A slowly unfolding rose…yes, that is the cover page of Hermetic Divagations: After H.D., a collection  of poetry by Michael Boughn, an USAmerican/Canadian poet, whom I know through his well-known online journal, ‘Dispatches from the Poetry Wars’, he edits with Kent Johnson. The slowly unfolding rose reminds me the line from Ezra Pound’s Canto 106, “so slow is the rose to open”. Question comes into mind, is it symbolizing Pound’s rose or Rose-Croix, the Christian Symbolism? But “After H.D” in the title of the book turns my attention to Hilda Doolittle’s (H.D.) Hermetic Definition, “the reddest rose” of H.D.’s passion, love, though “unseemly, impossible / even slightly scandalous”, continues to unfold. Then I turned to Boughn’s dedication page which shows H.D.’s poem “I did not cheat / nor fake inspiration, / what I wrote was right then, / auguries, hermetic definition….”, a joint sense of “Ancient Wisdom” which includes kabbalah, astrology, magic, alchemy, Christianity, classical and Egyptian mythology mingled with her personal experiences of love, an interweaving between myth and metaphors of multiple cultures and their relevance. 

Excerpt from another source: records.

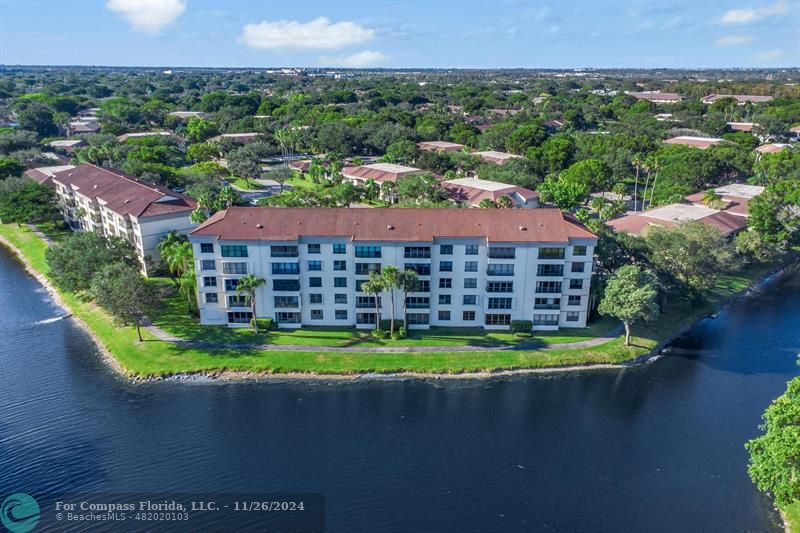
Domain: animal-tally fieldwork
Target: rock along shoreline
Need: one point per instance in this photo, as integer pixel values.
(230, 376)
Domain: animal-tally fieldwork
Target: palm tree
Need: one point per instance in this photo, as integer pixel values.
(247, 285)
(637, 160)
(390, 276)
(408, 282)
(374, 286)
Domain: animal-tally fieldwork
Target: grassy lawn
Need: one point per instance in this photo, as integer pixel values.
(154, 357)
(793, 518)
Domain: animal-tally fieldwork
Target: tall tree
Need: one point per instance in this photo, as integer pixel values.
(630, 295)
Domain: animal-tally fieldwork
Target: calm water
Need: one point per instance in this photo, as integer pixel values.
(653, 448)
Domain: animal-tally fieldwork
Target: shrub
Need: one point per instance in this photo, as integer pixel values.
(521, 326)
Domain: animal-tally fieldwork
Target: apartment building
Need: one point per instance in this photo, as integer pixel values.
(479, 268)
(111, 202)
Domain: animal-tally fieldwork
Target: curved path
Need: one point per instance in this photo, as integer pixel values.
(168, 337)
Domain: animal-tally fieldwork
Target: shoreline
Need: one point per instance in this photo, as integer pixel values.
(230, 376)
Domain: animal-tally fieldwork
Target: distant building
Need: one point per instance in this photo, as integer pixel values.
(67, 145)
(472, 191)
(695, 142)
(741, 99)
(138, 135)
(497, 158)
(656, 97)
(440, 146)
(44, 175)
(111, 202)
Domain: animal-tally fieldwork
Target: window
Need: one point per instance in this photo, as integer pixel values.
(548, 286)
(500, 270)
(500, 286)
(498, 320)
(239, 317)
(238, 300)
(499, 303)
(287, 301)
(285, 285)
(363, 269)
(283, 251)
(551, 253)
(545, 320)
(418, 318)
(422, 269)
(550, 270)
(285, 268)
(368, 251)
(547, 303)
(497, 252)
(417, 252)
(234, 250)
(367, 302)
(365, 318)
(418, 302)
(234, 268)
(287, 317)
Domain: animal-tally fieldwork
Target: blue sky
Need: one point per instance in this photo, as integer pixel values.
(459, 34)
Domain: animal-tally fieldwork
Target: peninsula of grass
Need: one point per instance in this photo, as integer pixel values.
(154, 357)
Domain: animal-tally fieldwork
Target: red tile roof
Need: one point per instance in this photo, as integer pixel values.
(391, 224)
(122, 193)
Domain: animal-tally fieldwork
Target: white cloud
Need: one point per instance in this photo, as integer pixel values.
(149, 16)
(317, 34)
(770, 54)
(752, 14)
(733, 40)
(367, 58)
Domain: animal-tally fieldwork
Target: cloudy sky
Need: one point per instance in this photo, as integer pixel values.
(397, 33)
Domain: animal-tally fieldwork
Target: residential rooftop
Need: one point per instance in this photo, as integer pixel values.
(391, 224)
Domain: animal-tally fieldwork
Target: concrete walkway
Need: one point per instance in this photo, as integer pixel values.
(523, 346)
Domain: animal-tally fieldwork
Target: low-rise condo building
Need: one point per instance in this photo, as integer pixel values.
(111, 202)
(477, 268)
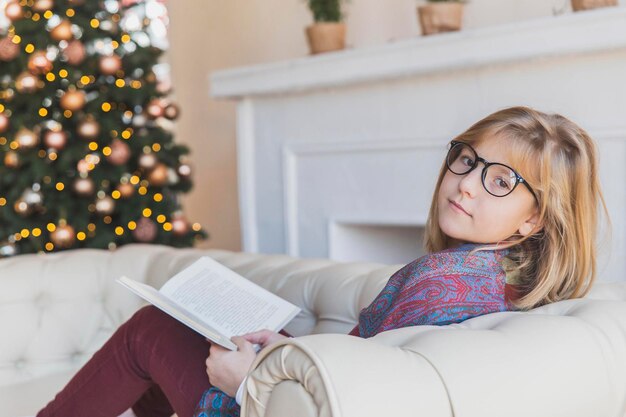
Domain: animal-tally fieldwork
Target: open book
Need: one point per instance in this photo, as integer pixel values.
(216, 302)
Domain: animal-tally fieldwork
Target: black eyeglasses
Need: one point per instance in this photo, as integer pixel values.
(498, 179)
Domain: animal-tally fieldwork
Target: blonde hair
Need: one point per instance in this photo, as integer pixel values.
(558, 159)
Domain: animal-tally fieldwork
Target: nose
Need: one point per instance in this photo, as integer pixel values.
(471, 182)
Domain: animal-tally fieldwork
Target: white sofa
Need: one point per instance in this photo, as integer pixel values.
(565, 359)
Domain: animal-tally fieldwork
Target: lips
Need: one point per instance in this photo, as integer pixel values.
(459, 207)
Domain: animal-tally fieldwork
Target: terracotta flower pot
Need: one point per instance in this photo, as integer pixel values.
(440, 17)
(326, 37)
(579, 5)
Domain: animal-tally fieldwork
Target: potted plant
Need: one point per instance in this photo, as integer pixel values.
(438, 16)
(579, 5)
(328, 32)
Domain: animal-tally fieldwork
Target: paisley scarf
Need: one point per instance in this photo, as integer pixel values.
(437, 289)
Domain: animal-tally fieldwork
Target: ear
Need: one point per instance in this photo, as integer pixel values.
(530, 226)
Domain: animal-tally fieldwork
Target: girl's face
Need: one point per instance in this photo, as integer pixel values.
(468, 213)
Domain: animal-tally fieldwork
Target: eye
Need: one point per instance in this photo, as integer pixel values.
(501, 183)
(467, 160)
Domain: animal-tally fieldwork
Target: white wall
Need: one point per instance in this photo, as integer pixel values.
(207, 35)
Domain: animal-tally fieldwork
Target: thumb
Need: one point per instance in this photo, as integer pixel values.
(242, 343)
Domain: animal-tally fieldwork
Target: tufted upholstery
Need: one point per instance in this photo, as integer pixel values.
(56, 310)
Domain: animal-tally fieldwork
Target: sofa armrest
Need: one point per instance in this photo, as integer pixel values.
(331, 374)
(565, 359)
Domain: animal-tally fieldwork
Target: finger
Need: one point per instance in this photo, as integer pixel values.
(259, 337)
(242, 343)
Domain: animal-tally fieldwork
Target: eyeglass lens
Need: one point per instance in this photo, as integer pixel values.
(498, 179)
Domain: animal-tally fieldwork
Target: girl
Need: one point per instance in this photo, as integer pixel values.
(512, 226)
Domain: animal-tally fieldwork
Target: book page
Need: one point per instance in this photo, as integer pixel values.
(179, 313)
(226, 301)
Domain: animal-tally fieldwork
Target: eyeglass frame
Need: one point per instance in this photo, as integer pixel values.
(518, 178)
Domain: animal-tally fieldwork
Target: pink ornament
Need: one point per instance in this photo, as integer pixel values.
(145, 231)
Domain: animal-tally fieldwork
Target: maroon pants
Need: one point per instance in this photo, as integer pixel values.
(152, 363)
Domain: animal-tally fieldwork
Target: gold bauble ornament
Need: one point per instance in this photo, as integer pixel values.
(5, 122)
(21, 207)
(63, 236)
(158, 176)
(172, 111)
(55, 139)
(146, 230)
(110, 65)
(88, 128)
(126, 190)
(84, 186)
(41, 6)
(120, 152)
(26, 138)
(38, 63)
(155, 108)
(180, 226)
(148, 160)
(73, 100)
(105, 205)
(11, 159)
(8, 50)
(13, 11)
(62, 31)
(75, 52)
(26, 82)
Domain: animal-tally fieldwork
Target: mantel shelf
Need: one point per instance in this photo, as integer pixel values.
(575, 33)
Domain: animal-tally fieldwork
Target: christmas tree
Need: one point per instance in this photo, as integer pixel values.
(87, 157)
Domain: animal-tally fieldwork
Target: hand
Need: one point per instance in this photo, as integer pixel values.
(226, 368)
(263, 337)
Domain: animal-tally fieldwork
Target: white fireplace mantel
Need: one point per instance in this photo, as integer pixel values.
(338, 153)
(575, 33)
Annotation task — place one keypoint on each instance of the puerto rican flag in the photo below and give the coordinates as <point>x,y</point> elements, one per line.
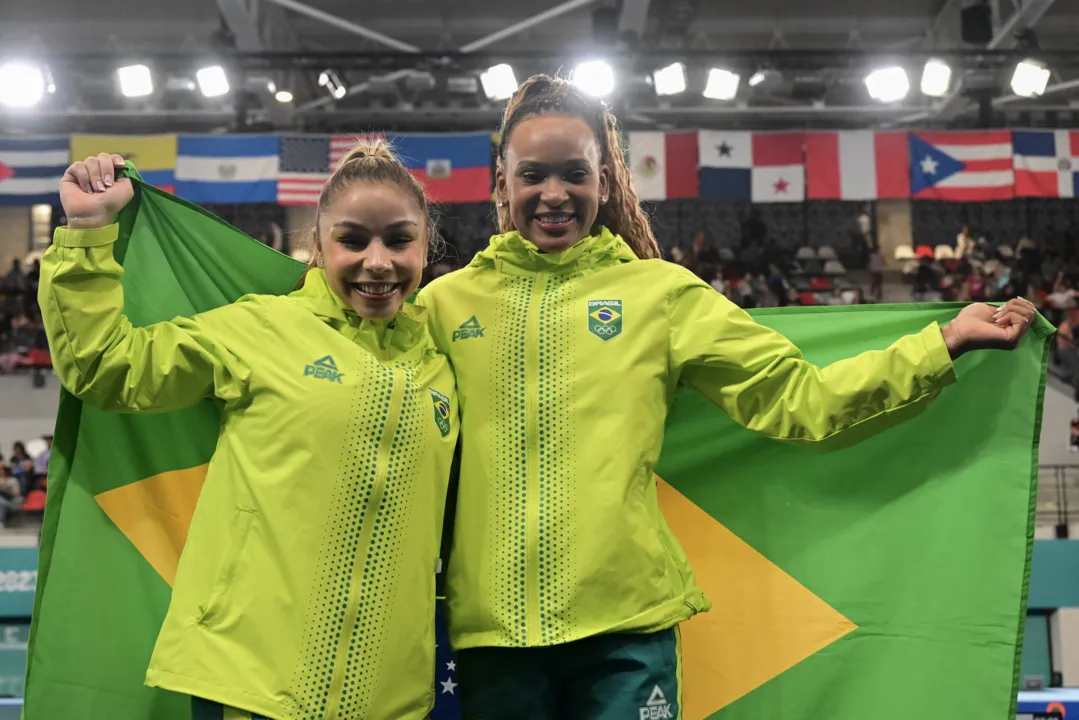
<point>1047,163</point>
<point>961,166</point>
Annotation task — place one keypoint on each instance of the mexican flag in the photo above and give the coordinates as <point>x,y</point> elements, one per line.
<point>888,579</point>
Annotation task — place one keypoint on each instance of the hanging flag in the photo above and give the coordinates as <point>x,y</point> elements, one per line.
<point>31,168</point>
<point>453,168</point>
<point>763,167</point>
<point>968,166</point>
<point>306,162</point>
<point>1047,163</point>
<point>664,165</point>
<point>228,168</point>
<point>154,154</point>
<point>857,165</point>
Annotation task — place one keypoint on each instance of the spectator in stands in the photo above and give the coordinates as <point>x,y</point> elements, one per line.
<point>14,280</point>
<point>41,461</point>
<point>11,494</point>
<point>22,465</point>
<point>964,243</point>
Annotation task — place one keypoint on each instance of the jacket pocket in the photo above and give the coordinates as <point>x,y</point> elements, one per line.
<point>226,574</point>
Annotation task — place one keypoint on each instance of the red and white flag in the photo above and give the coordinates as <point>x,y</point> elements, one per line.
<point>857,165</point>
<point>664,165</point>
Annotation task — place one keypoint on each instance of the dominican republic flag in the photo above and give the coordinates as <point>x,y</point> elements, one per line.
<point>664,165</point>
<point>762,167</point>
<point>961,166</point>
<point>228,168</point>
<point>31,168</point>
<point>1047,163</point>
<point>857,165</point>
<point>453,168</point>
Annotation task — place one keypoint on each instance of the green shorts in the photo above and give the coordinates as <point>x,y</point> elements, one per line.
<point>606,677</point>
<point>204,709</point>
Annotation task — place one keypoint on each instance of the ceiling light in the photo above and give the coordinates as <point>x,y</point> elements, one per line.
<point>1030,79</point>
<point>593,78</point>
<point>888,84</point>
<point>669,80</point>
<point>135,81</point>
<point>722,84</point>
<point>499,82</point>
<point>936,79</point>
<point>212,80</point>
<point>22,84</point>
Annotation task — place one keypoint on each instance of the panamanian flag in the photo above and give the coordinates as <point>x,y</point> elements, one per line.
<point>1047,163</point>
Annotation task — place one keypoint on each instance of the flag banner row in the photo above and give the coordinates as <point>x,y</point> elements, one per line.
<point>735,165</point>
<point>289,170</point>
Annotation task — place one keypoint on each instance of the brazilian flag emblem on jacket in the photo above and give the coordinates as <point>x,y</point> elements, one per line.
<point>441,411</point>
<point>604,318</point>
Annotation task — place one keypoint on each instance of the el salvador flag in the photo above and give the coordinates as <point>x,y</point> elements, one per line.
<point>228,168</point>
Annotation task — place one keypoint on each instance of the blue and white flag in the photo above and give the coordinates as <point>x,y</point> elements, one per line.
<point>31,168</point>
<point>228,168</point>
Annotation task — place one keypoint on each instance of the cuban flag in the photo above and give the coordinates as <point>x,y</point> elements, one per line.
<point>1047,163</point>
<point>961,166</point>
<point>31,168</point>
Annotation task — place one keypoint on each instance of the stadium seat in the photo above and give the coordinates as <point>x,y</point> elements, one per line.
<point>904,253</point>
<point>834,268</point>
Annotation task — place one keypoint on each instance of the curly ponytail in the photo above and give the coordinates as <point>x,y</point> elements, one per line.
<point>622,214</point>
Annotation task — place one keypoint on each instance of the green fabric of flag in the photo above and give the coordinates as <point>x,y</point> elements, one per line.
<point>918,540</point>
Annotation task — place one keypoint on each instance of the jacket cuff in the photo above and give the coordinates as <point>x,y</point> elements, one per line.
<point>94,238</point>
<point>940,358</point>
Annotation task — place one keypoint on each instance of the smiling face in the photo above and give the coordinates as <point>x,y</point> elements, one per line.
<point>552,180</point>
<point>373,247</point>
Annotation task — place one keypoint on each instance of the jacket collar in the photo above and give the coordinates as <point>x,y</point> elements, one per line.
<point>511,253</point>
<point>404,331</point>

I turned the page and entered into Boughn’s poetic world and was surprised with the form of his poems, where each poem mirrors the form of its analog in H.D.’s Hermetic Definition, having the same three lines stanzas. In case of H.D. the secret of structure of the poems may be an interweaving style of many; like her three trimesters period during creative pregnancy of Hermetic Definition; three pathways of Hermeticism which are alchemy, astrology and theurgical magic; three doors of Notre Dame as H.D. named them,  first door for astrology, last door for theurgical magic and the middle door she kept for alchemy which was her judgement for her hopeless passion for love; the Hegelian triad  “thesis, antithesis, synthesis” of her conflicting emotions. In case of Boughn’s Hermetic Divagations I was searching for an answer whether this is homage for H.D. Boughn provided an answer at the end of his book, “This constitute a material connection that opens a relationship that is neither homage nor conversation nor explication nor history, but is all those things and more – a kind of grateful thinking brought to attention through her words.” Then I entered into his world of realization, 

hunger struck in traffic. Where 
the world is, magnitude plays 
hide and seek among forgotten

stories of god slain serpents
and wretched earth voice’s pain echo
in rumors of a world. As below

so below reeks of hermetic 
deformations, bronze gods
melted for forms

of exchange unaware how
sublimation once breathed hot
life into little token’s death clink  

                                                 (“Definitions of Entrance”, 1-13)

 

According to Indian philosophy of Hermeticism, Purusa (pure consciousness) & Prakriti (Nature), there is a continuous cycle of evolution and dissolution which follow each other. In the process of evolution, nature is transformed and differentiated into a multiplicity of objects and Purusa gets bonded to Prakriti for a state of living being. This fusion leads to an emergence of intellect and ego (self-consciousness). The liberation from this bondage arises when discriminate knowledge between conscious Purusa and unconscious Prakriti is realized. In the process of dissolution, the physical existence mingles back into Nature’s five primary elements earth, water, air, fire and space and the undifferentiated primordial substance from its particle reality to wave consciousness and comes back to home, the God. 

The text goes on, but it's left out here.